Porque uma visita ao abrigo diz muitas vezes mais do que qualquer estatística
Por mais úteis que sejam os dados e os relatos: no fim, o que conta é o encontro com o animal específico. Num abrigo ou numa família de acolhimento, muitas vezes bastam poucos minutos para perceber se existe química.
Ajuda observar o futuro companheiro em situações típicas do dia a dia: como reage a vozes de crianças, ao aspirador, a pessoas estranhas? Procura contacto por iniciativa própria ou prefere manter distância? Estas respostas costumam dizer mais sobre os próximos anos do que o sexo, por si só.

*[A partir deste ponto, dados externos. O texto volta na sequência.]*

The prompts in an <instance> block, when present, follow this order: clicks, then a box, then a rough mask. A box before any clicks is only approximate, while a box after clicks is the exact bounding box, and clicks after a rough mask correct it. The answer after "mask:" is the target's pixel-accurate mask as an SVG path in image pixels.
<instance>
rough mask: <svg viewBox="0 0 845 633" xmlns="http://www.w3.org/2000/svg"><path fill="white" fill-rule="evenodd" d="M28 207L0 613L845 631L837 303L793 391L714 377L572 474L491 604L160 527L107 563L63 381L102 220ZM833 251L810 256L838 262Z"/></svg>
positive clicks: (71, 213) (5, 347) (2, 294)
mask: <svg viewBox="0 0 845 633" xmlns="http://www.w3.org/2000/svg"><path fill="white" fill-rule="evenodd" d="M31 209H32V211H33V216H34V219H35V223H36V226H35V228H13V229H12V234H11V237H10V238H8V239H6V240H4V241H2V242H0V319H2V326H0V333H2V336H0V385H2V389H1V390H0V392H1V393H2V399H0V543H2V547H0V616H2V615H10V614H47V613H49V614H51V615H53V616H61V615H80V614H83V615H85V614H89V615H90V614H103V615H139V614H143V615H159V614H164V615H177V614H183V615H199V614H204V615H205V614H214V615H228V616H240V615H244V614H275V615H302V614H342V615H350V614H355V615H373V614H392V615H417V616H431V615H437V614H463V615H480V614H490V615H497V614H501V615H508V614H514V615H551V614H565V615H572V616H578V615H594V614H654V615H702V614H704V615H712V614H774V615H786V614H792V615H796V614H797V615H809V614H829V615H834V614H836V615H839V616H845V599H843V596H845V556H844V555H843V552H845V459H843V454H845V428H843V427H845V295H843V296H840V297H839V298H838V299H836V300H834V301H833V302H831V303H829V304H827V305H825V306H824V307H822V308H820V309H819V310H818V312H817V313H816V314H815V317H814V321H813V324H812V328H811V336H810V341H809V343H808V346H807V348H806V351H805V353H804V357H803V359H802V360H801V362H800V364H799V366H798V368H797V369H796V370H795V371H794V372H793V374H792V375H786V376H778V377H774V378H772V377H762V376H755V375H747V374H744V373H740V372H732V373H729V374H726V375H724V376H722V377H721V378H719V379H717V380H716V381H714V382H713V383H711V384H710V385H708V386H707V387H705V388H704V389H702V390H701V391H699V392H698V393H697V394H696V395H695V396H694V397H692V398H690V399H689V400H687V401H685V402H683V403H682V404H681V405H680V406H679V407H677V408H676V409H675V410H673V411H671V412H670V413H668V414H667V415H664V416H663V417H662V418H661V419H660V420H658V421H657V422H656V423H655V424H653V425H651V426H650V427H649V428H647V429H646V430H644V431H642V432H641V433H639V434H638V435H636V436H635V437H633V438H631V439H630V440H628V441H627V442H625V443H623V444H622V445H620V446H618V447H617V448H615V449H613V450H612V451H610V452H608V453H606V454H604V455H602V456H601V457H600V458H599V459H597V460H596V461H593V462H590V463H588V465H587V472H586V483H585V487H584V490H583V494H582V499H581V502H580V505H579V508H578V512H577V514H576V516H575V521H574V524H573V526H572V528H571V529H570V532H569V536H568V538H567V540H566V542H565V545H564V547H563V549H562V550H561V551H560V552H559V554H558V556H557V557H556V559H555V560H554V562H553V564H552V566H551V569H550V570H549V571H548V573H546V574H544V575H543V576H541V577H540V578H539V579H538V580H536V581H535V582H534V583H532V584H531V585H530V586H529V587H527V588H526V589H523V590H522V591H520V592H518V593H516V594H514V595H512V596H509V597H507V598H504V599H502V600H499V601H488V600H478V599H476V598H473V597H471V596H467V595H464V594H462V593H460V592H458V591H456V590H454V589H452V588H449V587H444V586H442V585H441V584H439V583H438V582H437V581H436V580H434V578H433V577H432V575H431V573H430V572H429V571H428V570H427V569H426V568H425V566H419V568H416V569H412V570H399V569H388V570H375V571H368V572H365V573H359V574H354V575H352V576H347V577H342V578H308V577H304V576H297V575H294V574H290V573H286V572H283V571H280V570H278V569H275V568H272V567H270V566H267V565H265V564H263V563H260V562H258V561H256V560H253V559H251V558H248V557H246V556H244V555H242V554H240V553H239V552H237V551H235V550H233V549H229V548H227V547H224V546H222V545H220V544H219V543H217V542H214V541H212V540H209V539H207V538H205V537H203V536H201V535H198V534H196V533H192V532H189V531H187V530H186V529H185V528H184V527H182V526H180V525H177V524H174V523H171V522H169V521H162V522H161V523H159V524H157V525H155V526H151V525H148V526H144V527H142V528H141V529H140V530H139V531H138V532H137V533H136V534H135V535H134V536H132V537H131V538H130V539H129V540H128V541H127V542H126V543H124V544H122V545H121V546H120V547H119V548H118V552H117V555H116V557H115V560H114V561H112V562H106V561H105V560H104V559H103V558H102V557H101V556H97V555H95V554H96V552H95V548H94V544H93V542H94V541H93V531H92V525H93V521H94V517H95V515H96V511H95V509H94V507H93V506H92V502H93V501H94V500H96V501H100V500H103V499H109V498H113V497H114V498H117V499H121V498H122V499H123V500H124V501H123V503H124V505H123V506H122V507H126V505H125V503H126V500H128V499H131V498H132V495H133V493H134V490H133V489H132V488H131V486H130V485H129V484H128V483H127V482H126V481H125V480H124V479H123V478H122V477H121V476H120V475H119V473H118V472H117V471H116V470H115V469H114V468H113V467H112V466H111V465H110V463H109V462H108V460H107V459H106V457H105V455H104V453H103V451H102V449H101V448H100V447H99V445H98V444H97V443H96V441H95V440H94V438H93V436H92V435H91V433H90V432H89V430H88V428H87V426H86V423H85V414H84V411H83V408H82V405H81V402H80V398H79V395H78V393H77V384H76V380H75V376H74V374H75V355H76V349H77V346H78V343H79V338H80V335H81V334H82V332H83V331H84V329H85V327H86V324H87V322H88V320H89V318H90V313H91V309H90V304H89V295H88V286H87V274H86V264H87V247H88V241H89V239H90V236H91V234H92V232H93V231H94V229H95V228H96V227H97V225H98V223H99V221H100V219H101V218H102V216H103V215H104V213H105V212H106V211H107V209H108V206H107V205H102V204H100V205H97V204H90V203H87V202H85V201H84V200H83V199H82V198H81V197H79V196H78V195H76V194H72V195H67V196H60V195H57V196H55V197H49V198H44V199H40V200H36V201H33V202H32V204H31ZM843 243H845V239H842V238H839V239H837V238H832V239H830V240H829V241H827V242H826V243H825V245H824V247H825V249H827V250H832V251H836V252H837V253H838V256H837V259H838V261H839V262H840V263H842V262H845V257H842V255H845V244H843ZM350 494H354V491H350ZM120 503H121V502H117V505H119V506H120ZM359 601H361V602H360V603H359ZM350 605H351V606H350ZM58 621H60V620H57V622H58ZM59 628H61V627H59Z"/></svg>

Há ainda um aspecto que muitos subestimam: gatos machos castrados podem, por vezes, ganhar peso com maior facilidade, porque a necessidade energética diminui. Quem escolhe um destes “ursos de mimo” deve, desde o início, apostar numa alimentação ajustada e em movimento suficiente. Brinquedos de inteligência, arranhadores altos e sessões de brincadeira curtas mas regulares ajudam a prevenir excesso de peso e tédio.
Por outro lado, algumas gatas são muito sensíveis ao stress e a alterações. Mudanças de casa, mudanças de parceiro ou a entrada de novos animais podem desencadear sujidade fora da caixa de areia ou retraimento. Planeamento antecipado, mais espaços de refúgio e uma abordagem tranquila ajudam a amortecer estas fases.